Commons:Bots/Requests/Dexbot 5

From Wikimedia Commons, the free media repository
Jump to navigation Jump to search

Dexbot (talk · contribs)

Operator: Ladsgroup (talk · contributions · Statistics · Recent activity · block log · User rights log · uploads · Global account information)

Bot's tasks for which permission is being sought: Adding {{Information}}

Automatic or manually assisted: Automatic

Edit type (e.g. Continuous, daily, one time run): one time run

Maximum edit rate (e.g. edits per minute): 60/min

Bot flag requested: (Y/N): N

Programming language(s): python

Amir (talk) 02:07, 25 December 2014 (UTC)[reply]

Discussion

It's another step in metadata clean up (Further discussions). It only fixes when the description is one line and consists more than 5 words. The bot detects language of the description (that's why the description has to be more than 5 words) and adds proper information template. I did ~50 edits for test [1] you can check.

I'd rather we don't make up explicit {{Own}} claims if the uploader made no such assertion. File:Denmark-Norway and possessions.png, for example, is clearly not the uploader's own work, but based on a pre-existing blank world map. LX (talk, contribs) 10:27, 25 December 2014 (UTC)[reply]
I've looked at the edits. Can you except certain templates? In this edit the bot added only the template to the description, while this template would be on a better place outside the information template. Other issues were found with this edit were the uploader claims another date, however the exif-date aggressor with you thus some weird edge case you can't possibly watch out for (other one same uploader). Same story for this one (1 year and 1 day of). this edit has the same source issue as mentioned by LX, but I don't see how that's fixable. And finally the most important one: this edit. This file was imported from en-wiki and given a "self" template, however the uploader is not the author of the work! This is going to happen with quite some files and is a big error. Some fixes could be to exempt descriptions with a user name (linked either this wiki or cross-wiki) which is not the same as the uploader. And exempt descriptions which say transferred/en wiki etc. Mvg, Basvb (talk) 12:22, 25 December 2014 (UTC)[reply]
The source issue is fixable by not making stuff up and instead leaving the source field blank. That will put the files into the maintenance category Files with no machine-readable source, which is where such files belong until they're manually fixed (or deleted, where appropriate). LX (talk, contribs) 13:21, 25 December 2014 (UTC)[reply]

@LX and Basvb: For the first issue: I will skip descriptions that consists only template(s). About the EXIF differences: I have no idea how to fix or skip them and IMO corrupted EXIF is not our problem. and about the {{Self}} template: I can skip if someone else is mentioned in the text but for other cases I think it's not a problem that should be considered at this level. Honestly I think it's better to mark them with {{Own}} because it makes these data a machine-processable data and it will be easier to find errors i.e. Using {{Self}} is an error but when we mark them with {{Own}}, errors are become easier to find, Specially in the future when new system of metadata is being used Amir (talk) 13:00, 26 December 2014 (UTC)[reply]

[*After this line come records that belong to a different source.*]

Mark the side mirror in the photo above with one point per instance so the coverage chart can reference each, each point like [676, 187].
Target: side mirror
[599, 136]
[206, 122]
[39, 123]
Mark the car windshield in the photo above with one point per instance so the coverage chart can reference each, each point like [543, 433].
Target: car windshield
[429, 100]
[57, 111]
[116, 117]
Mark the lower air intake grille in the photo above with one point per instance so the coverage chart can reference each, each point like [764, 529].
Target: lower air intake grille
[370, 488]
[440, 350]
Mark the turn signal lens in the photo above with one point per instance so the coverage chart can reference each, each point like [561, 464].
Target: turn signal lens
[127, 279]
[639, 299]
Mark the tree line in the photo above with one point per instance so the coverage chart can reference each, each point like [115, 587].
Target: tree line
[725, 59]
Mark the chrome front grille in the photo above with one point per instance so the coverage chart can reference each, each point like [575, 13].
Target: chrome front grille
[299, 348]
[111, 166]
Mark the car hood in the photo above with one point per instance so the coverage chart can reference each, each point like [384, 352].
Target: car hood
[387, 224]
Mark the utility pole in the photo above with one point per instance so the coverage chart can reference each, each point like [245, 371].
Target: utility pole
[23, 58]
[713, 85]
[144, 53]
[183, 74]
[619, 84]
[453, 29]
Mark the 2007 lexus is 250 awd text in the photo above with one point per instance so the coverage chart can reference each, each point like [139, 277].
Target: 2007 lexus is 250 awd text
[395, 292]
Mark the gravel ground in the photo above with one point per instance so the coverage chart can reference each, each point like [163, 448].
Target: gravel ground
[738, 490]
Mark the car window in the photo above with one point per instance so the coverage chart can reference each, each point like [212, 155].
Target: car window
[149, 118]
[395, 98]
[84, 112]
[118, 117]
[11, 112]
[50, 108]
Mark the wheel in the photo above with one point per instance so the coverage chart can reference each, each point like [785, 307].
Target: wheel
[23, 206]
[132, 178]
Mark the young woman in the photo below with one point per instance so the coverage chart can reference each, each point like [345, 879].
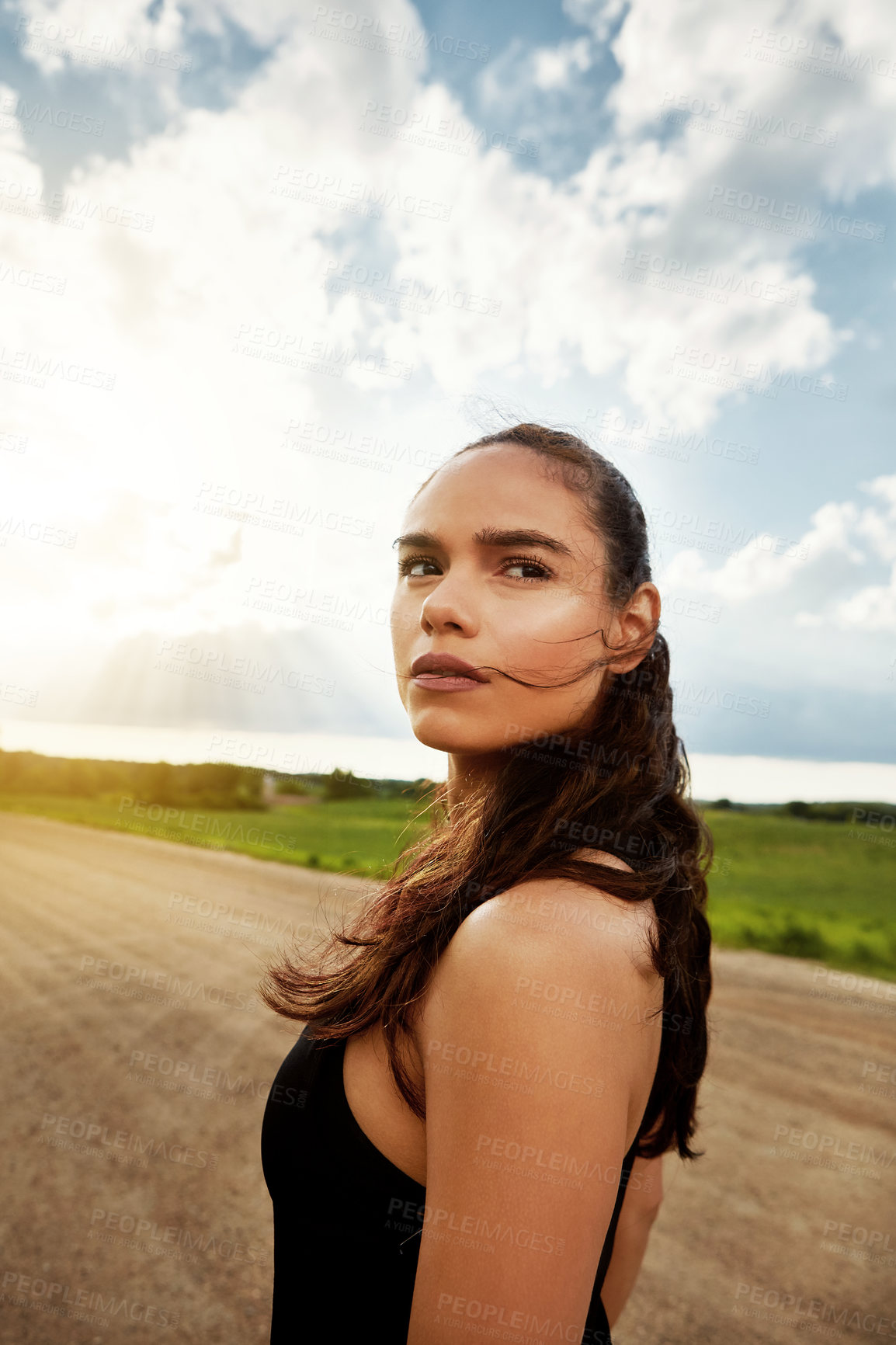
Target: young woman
[468, 1134]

I agree that a self license should hold some form of own work from a Wikimedian (could also be an imported file from another project). I forgot to say in my last reaction that I really like your language determination, that seems to work well. Mvg, Basvb (talk) 13:15, 26 December 2014 (UTC)[reply]

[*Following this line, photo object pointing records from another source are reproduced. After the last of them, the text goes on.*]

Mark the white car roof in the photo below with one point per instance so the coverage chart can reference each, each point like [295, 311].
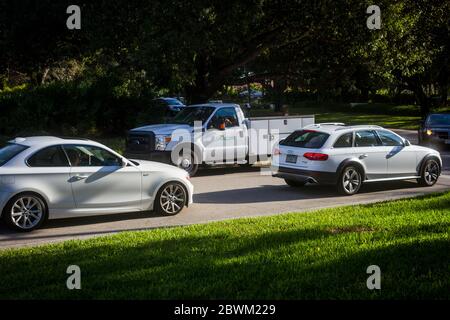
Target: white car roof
[331, 128]
[215, 105]
[42, 141]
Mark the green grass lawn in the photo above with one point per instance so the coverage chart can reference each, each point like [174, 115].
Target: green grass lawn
[316, 255]
[385, 115]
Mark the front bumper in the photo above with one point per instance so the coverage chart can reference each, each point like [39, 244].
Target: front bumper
[319, 177]
[438, 137]
[158, 156]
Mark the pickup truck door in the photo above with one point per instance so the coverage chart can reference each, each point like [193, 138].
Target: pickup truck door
[225, 137]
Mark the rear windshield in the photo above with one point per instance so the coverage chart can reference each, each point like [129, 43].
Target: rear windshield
[10, 151]
[306, 139]
[439, 120]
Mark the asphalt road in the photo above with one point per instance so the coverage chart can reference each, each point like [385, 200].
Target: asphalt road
[225, 194]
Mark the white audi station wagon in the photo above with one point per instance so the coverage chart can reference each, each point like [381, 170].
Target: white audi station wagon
[50, 177]
[348, 156]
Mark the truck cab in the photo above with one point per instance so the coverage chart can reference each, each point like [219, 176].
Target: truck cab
[212, 133]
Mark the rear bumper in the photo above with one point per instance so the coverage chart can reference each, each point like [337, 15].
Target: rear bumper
[319, 177]
[158, 156]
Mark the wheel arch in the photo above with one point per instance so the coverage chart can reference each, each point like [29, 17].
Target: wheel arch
[166, 181]
[425, 159]
[35, 192]
[353, 162]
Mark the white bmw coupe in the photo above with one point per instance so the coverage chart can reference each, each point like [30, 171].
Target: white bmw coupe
[49, 178]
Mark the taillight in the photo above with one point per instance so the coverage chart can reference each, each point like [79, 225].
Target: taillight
[316, 156]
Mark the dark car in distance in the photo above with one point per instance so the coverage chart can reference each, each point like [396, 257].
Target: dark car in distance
[435, 130]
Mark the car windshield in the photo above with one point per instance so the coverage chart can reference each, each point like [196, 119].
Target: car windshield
[10, 151]
[191, 114]
[306, 139]
[173, 102]
[439, 120]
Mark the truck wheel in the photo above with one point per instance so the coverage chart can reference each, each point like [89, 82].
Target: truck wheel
[350, 181]
[188, 161]
[429, 174]
[294, 183]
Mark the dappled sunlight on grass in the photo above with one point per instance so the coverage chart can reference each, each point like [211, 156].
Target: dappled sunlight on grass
[291, 256]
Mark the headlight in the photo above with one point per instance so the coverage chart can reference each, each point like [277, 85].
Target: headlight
[161, 142]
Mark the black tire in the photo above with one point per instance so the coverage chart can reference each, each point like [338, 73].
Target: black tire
[25, 221]
[193, 161]
[294, 183]
[429, 173]
[164, 203]
[350, 181]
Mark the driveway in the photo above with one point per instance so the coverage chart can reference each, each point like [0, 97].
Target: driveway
[225, 194]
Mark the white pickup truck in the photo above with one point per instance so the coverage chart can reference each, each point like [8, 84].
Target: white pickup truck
[213, 133]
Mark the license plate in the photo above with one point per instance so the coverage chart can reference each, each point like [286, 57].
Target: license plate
[291, 158]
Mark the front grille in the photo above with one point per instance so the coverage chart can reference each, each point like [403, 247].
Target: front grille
[442, 134]
[140, 142]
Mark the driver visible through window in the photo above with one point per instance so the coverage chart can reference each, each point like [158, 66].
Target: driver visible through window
[225, 116]
[91, 156]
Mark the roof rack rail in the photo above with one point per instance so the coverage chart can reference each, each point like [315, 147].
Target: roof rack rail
[326, 124]
[362, 126]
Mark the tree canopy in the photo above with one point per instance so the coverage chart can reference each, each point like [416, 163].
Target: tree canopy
[196, 47]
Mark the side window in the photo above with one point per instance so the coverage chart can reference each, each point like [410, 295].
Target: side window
[366, 138]
[91, 156]
[344, 141]
[49, 157]
[225, 116]
[390, 139]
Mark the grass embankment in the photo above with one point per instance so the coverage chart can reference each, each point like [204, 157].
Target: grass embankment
[316, 255]
[385, 115]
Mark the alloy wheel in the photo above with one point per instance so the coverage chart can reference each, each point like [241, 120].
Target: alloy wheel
[351, 181]
[431, 172]
[173, 198]
[27, 212]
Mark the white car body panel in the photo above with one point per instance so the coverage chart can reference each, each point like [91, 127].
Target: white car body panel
[105, 190]
[379, 162]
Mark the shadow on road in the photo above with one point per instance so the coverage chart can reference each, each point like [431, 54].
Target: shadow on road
[81, 221]
[224, 170]
[271, 193]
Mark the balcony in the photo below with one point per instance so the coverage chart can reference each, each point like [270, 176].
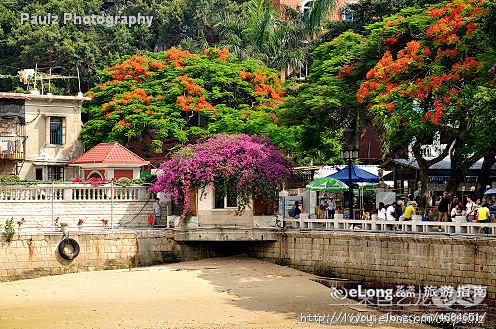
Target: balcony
[12, 137]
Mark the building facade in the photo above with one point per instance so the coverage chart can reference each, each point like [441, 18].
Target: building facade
[109, 161]
[39, 135]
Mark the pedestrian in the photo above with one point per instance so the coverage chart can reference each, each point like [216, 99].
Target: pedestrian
[381, 212]
[157, 209]
[410, 210]
[470, 209]
[323, 208]
[492, 207]
[331, 208]
[390, 213]
[454, 211]
[476, 209]
[483, 217]
[455, 202]
[444, 207]
[298, 209]
[410, 200]
[398, 211]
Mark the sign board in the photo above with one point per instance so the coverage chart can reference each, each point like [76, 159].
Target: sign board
[386, 197]
[289, 202]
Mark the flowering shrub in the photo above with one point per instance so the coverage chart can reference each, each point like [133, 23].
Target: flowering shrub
[250, 164]
[180, 96]
[94, 181]
[432, 58]
[20, 222]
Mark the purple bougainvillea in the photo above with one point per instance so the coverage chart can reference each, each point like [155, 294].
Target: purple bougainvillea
[249, 166]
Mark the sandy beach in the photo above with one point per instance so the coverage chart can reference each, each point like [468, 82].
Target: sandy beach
[234, 292]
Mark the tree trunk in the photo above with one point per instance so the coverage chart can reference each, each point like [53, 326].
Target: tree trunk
[459, 167]
[424, 187]
[484, 175]
[424, 166]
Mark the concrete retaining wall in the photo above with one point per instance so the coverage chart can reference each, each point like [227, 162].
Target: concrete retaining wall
[39, 214]
[388, 259]
[35, 255]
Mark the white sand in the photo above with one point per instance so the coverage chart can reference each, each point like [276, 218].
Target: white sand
[235, 292]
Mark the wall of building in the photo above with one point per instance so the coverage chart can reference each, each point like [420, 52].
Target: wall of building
[387, 260]
[31, 255]
[39, 109]
[39, 214]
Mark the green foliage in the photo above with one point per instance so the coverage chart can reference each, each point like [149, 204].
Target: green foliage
[324, 106]
[94, 47]
[366, 12]
[178, 97]
[9, 229]
[277, 36]
[8, 179]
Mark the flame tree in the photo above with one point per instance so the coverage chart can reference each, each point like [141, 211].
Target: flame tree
[176, 96]
[431, 63]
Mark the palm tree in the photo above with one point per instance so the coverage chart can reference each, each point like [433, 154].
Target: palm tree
[278, 37]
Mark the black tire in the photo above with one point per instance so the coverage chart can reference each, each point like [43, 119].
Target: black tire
[75, 246]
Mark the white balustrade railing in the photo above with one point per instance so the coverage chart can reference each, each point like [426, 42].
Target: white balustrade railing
[72, 192]
[458, 226]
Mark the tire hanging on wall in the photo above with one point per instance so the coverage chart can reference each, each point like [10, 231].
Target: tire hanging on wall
[66, 255]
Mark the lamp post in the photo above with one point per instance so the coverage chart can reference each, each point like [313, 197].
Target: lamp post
[350, 154]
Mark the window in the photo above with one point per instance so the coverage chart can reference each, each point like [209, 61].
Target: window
[305, 6]
[95, 174]
[55, 131]
[55, 173]
[39, 173]
[76, 171]
[228, 201]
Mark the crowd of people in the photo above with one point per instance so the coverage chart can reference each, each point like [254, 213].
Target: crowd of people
[447, 210]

Amir, what are you using for language detection? --Dschwen (talk) 22:20, 5 January 2015 (UTC)[reply]

@Dschwen: Hey, I use langdetect and accept the result if the number is more than 90% (usually it's less 70% or more than 99.999%). Amir (talk) 17:27, 6 January 2015 (UTC)[reply]

If there are no further issues, I suggest that we close this request as successful. --99of9 (talk) 04:54, 5 February 2015 (UTC)[reply]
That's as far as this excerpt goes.